There will be more local content for Nepalis on Youtube
This year, Youtube created a Nepal page. Although Youtube already supported Nepali, this localized page means that Nepali users now have their own space for content that is of interest to them. When you access Youtube from Nepal, you automatically land on a page curated with videos that are trending in Nepal. That is a huge deal for content creators targeting a Nepali audience. They can be easily found in the relatively less noisy ecosystem of the Nepal page. Nepal page can be differentiated from others by “NP” embedded in the YouTube logo. We already have great local content created for Youtube, like URStyle TV. Going forward, we can expect local creators and personalities to flourish because of this.
Nepali technology companies will compete globally
Already, technology companies in Nepal are moving from doing outsourced work to creating their own products and processes. Many companies in this sector are no longer content to do menial technology work. Instead, they are innovating, and setting themselves up to compete globally. This is apparent in the exponential growth of WordPress based companies, who are creating themes and plugins targeting the global consumer. Two companies that have made a real name for themselves globally are Cloudfactory and Picovico, and their success is emboldening many others.

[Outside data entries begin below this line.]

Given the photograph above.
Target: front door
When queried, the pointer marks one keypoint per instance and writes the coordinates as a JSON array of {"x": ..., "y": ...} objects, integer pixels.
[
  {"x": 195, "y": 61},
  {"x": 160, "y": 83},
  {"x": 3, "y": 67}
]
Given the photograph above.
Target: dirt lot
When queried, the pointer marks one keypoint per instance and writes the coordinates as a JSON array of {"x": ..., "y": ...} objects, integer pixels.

More homegrown tech solutions for the Nepali market
Homegrown apps have become wildly successful. There are apps like BattiGayo and Nepal Loadshedding Schedule, which fill a very real need for Nepalis, the need to know the power cut schedule of Nepal Electricity Authority. Recently, after the earthquake and the fuel crisis, apps for carpooling such as Carpool Kathmandu, and PickMe became huge hits. Payment gateways like eSewa are maturing, and finally becoming more viable. Even though the local market might not be easily monetized, there is no shortage of apps for our specific needs, and this will only grow in 2016.

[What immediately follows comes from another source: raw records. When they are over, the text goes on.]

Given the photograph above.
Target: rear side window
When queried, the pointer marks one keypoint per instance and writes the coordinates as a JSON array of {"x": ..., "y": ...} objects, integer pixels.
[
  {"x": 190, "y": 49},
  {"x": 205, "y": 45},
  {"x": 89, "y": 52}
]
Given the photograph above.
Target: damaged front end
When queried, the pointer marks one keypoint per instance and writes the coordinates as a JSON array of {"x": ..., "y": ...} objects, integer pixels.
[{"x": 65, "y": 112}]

The technology sector will come into its own
The technology sector in Nepal is among the most vibrant sectors of the economy. There is hunger and ambition, and a can-do attitude that has been showing results despite multiple challenges, including unavailability of fuel, skyrocketing prices, and lingering political uncertainty. The WordPress ecosystem is robust and has already resulted in a great many successful companies. Major technology events like the NCell App Camp are nurturing young talents. There are a great many hackathons and mapathons being organized, and the development sector has also shown an interest in promoting technology with support to many of these. Just in January 2016, we have already seen Hacklash Nepal, Global Game Jam , GCES IT Mahotsav in Pokhara and the regular CAN Infotech. There are also various regular meetups for WordPress and PHP, and Barcamps. Startup Weekend is also regular. With this vibrant system, newcomers with interest in the sector can easily started, and things look to gather even more momentum in 2016.